“Yes Bank is the one of the youngest new generation private sector banks with an assets size of more than ~Rs 70 bn. At present, the bank caters to its client base with a branch network of 356 and more than 600 ATM across the country. The bank has a very ambitious plan with a strategic roadmap to achieve the balance sheet size of Rs 1,500 bn with a pan India branch network of 900 and employee base of 12,750 by 2015.”
“Yes Bank’s track record is above the industry standard across the business segments and we expect this trend to continue going forward. We expect banks advance and deposit base to grow at a CAGR of more than 25% between FY12 and FY15 while earnings of the bank is expected to grow at a CAGR of more than 35% during the same period. YBL’s Version 2 has a target CASA ratio of 30% till FY15 which is currently stood at 15%. With continuous increase in CASA ratio, YBL would be able to minimize its cost of funding which would eventually enhance the NIM of the bank from the current level of 2.7% to 3% level in the coming years. However, YBL’s strategic loan book distribution (more inclined to working capital funding) gives its an edge over its peer in terms of yield and quality of asset as well as helps the bank to maintain the NIM at higher level. YBL’s higher other income and low operating cost would also help the bank to sustain the margin in the long run. YBL has consistently delivered higher returns in term of both RoE and RoA and expected to maintain at current level going forward. We expect YBL to sustain its RoE well above the 23% mark while RoA of the bank would remain above the current level of 1.5%. In Addition, YBL is well capitalized with a total CAR of 17.9% with high quality of assets where its GNPA and NNPA expected to stands at 0.5% and 0.2% level which is amongst the best in the industry. Moreover, we expect YBL’s PCR (Provision Coverage Ratio) to remain above the 75% level which further boost the confidence about the bank’s quality of assets.”

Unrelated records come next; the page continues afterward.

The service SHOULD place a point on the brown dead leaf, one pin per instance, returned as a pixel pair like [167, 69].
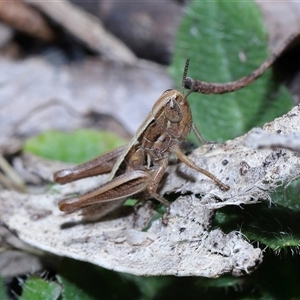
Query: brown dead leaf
[73, 96]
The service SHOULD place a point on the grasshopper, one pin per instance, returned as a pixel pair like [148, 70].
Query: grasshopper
[138, 167]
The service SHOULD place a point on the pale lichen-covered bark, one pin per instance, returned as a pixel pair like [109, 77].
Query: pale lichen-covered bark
[184, 247]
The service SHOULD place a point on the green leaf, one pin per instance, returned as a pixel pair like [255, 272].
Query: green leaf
[226, 41]
[3, 294]
[76, 147]
[36, 288]
[84, 281]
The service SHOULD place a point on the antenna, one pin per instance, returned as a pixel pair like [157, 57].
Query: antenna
[186, 67]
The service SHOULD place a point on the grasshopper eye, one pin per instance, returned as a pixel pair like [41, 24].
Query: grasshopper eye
[166, 91]
[172, 111]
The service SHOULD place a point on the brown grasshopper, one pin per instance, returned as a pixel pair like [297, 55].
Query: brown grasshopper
[139, 166]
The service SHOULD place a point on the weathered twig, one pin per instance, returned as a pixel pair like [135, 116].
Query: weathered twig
[184, 247]
[222, 88]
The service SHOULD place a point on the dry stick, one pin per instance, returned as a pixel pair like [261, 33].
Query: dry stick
[220, 88]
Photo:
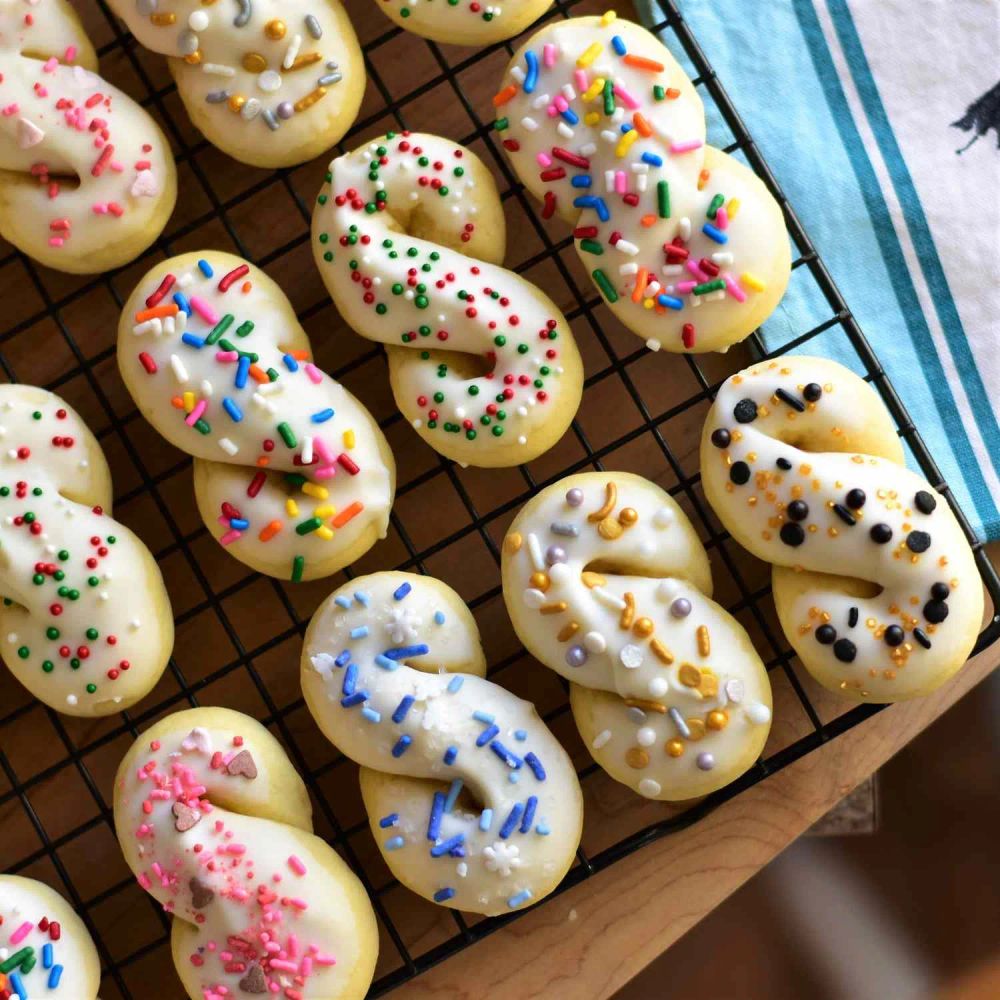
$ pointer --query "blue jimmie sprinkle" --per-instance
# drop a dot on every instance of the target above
(510, 823)
(486, 735)
(535, 764)
(402, 708)
(447, 846)
(453, 793)
(529, 813)
(714, 234)
(437, 811)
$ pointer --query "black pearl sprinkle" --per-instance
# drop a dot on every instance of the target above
(893, 635)
(826, 634)
(880, 533)
(797, 510)
(845, 650)
(739, 473)
(792, 534)
(856, 499)
(935, 612)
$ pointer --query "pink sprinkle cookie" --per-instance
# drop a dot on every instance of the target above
(217, 826)
(88, 177)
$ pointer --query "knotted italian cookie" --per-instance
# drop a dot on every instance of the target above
(217, 826)
(86, 622)
(45, 950)
(686, 244)
(607, 583)
(272, 83)
(291, 472)
(801, 462)
(88, 179)
(408, 232)
(464, 22)
(471, 800)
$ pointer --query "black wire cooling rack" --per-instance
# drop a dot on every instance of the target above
(21, 795)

“Considering strong CASA growth, higher NIM, superior asset quality and healthy return ratios, we expect YBL to deliver outstanding performance in the coming years. We expect YBL’s advances and deposit base to grow at a CAGR of more than 25% from FY12 to FY15E. We estimate FY13E and FY14E Net income to stand at Rs 33.6 bn and Rs 43.1 bn respectively. We initiate the company with a “BUY” rating and have valued the company on Gordon Growth Model to arrive at a Target price of Rs 407 (around ~2.1x times FY14E ABV.) implying an upside of 22% from current levels,” says BP Equities research report.